What was wrong with her, she decided as she stared at the bedroom ceiling, was that something was leaking into her brain. Something dark and oozy like a slug dragging a shiny track of dread across her thoughts, making her feel she ought to speak up before it was too late. But she didn’t know what to do, so she just made trouble for herself, like tonight.
Seated on the screened-in porch, she laid her pen on the little metal table and studied the thirty-seventh invitation she’d written today. Cadillac was a big town, not fancy, just spread out, especially now that the county had expanded the orphanage into a children’s prison out on the highway and the community college was gett
ing bigger and hiring real professors. She rubbed her neck. Writing these things out by hand was a whole lot easier than ordering them printed from Mr. Helander, who’d look over his glasses like she didn’t even know how to spell. Ishmael, the boy telling the story in Moby Dick, said he’d rather be friends with Queequeg, the ignorant, pagan harpooner than with Christians who offered nothing but “hollow courtesy.”
She looked at one of the invitations, the furls and curlicues of her elegant script, the only nice thing her grandmother had to pass on to her. She pressed the stiff card to her heart. Grandmother Virginia, raised without a father on a dried up farm in the ’30s, rest her soul, told her to find a friend to marry. How was it people decided the way they were going to be married? Gavin’s parents sure didn’t act like friends. They just slid along on top of life, as though they were moving across crusted snow, never breaking through. Mr. McCall let his wife spend money like water. Mrs. McCall laughed off his mean remarks. They bought new stuff when they were bored, traveled separately when they were angry. Dodging and weaving. It worked. Nobody in town saw anything over at their house but a real sweet couple.

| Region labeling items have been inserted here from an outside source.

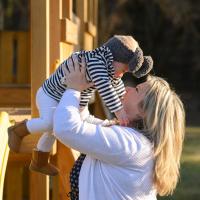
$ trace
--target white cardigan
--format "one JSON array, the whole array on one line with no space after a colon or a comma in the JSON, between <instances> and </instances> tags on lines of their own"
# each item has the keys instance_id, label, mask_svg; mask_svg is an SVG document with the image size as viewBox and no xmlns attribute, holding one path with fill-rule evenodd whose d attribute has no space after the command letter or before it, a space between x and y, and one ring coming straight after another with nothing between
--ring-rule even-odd
<instances>
[{"instance_id":1,"label":"white cardigan","mask_svg":"<svg viewBox=\"0 0 200 200\"><path fill-rule=\"evenodd\" d=\"M86 158L79 176L80 200L156 200L153 145L127 127L84 122L80 92L68 89L55 111L54 133Z\"/></svg>"}]
</instances>

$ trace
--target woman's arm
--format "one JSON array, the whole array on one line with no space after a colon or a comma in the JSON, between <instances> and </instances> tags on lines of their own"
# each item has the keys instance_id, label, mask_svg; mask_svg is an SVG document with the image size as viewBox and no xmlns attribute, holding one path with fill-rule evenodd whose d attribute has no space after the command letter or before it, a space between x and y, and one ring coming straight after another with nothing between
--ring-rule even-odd
<instances>
[{"instance_id":1,"label":"woman's arm","mask_svg":"<svg viewBox=\"0 0 200 200\"><path fill-rule=\"evenodd\" d=\"M66 146L105 162L120 164L129 159L136 146L131 134L122 127L83 122L79 100L79 91L69 89L63 94L54 114L55 136Z\"/></svg>"}]
</instances>

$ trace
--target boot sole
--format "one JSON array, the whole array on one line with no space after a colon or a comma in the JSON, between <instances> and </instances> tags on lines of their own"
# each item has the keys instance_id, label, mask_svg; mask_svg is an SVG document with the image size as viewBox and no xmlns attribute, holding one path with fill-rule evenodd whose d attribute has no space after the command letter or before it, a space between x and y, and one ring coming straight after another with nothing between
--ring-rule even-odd
<instances>
[{"instance_id":1,"label":"boot sole","mask_svg":"<svg viewBox=\"0 0 200 200\"><path fill-rule=\"evenodd\" d=\"M14 139L13 139L14 137ZM13 132L13 127L9 127L8 128L8 146L10 148L11 151L15 152L15 153L19 153L19 150L20 150L20 145L17 144L17 147L16 145L12 145L13 142L11 142L11 140L18 140L17 143L21 143L21 139Z\"/></svg>"}]
</instances>

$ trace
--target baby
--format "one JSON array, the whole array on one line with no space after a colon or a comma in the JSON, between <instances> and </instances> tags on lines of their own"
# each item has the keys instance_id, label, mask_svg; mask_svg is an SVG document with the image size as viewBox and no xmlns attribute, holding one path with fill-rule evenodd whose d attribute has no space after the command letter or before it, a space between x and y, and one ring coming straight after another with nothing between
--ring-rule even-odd
<instances>
[{"instance_id":1,"label":"baby","mask_svg":"<svg viewBox=\"0 0 200 200\"><path fill-rule=\"evenodd\" d=\"M137 78L145 76L153 67L150 56L143 56L137 41L131 36L115 35L101 47L92 51L75 53L86 62L86 78L93 86L81 92L80 111L88 105L97 90L110 112L115 113L120 125L127 125L128 118L121 98L125 94L121 77L131 72ZM30 169L47 175L57 175L58 169L49 163L49 155L55 141L53 115L63 93L67 89L66 70L71 58L66 59L38 89L36 104L40 117L24 120L8 129L8 144L11 150L19 152L21 140L31 133L43 132L37 149L33 150ZM86 119L87 121L87 119Z\"/></svg>"}]
</instances>

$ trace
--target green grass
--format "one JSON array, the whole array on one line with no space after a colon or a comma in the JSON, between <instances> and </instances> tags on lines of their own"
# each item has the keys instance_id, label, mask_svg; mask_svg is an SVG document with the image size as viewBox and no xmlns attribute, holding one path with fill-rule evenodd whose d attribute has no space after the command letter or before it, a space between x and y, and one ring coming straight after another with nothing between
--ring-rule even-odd
<instances>
[{"instance_id":1,"label":"green grass","mask_svg":"<svg viewBox=\"0 0 200 200\"><path fill-rule=\"evenodd\" d=\"M172 196L159 200L200 199L200 127L188 127L181 159L181 178Z\"/></svg>"}]
</instances>

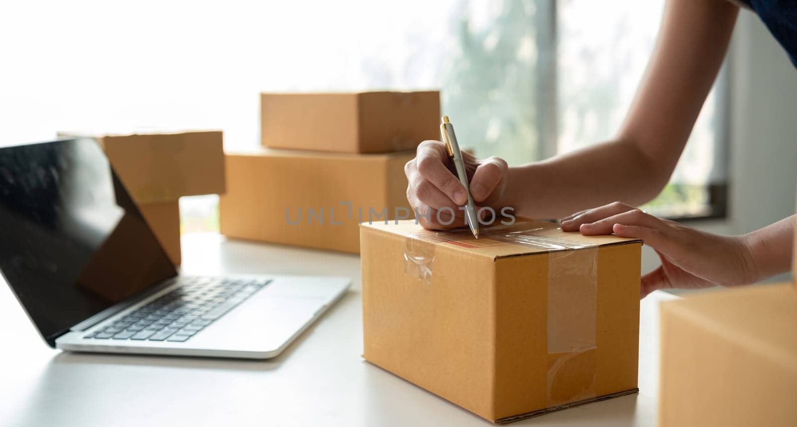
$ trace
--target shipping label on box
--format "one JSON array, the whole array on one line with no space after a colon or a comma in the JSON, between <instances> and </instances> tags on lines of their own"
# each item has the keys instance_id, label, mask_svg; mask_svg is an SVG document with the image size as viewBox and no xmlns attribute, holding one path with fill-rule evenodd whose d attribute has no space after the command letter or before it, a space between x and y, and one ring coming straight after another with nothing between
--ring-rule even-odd
<instances>
[{"instance_id":1,"label":"shipping label on box","mask_svg":"<svg viewBox=\"0 0 797 427\"><path fill-rule=\"evenodd\" d=\"M508 422L637 390L642 242L361 226L363 357Z\"/></svg>"}]
</instances>

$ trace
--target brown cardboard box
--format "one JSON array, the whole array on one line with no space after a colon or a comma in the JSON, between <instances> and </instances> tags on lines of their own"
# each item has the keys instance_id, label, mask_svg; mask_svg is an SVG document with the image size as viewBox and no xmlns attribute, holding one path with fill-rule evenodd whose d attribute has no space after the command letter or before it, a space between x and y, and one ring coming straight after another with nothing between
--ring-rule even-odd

She picked up her pen. What she wanted to do was read Moby Dick. She’d left the crew of the Pequod in a terrible fix—an awful storm coming up and some mysterious aliens on board. But she needed to work on the party. Luckily, Gavin’s mother had made her a list.
She’d let Gavin tell her they couldn’t have a baby until he’d finished law school, passed the bar, established himself as a lawyer, and they had a bigger house. And they couldn’t move to Colorado during the lifetime of his grandfather, an old man Gavin never visited. After the grandfather died, Gavin started building the new house. As she darted from her car to the bakery, the liquor store, and the farm supply for kerosene for the torches, she imagined herself building a big bonfire. She’d soak all Gavin’s fancy suits with kerosene and use them as kindling. All that redwood, hundreds of yards of drapes. It’d go up with a terrific whump.
And yet, damn, this morning he’d wiped away all her nervousness about the party. “Poor little redneck. Don’t you know whatever way we do this housewarming will be the way everybody will do things in Cadillac after this.” She hadn’t cared what he was saying because he held her as gently as a bird, rocking. She would never give this up. Her own marriage, like the whale, was what Melville would call inscrutable.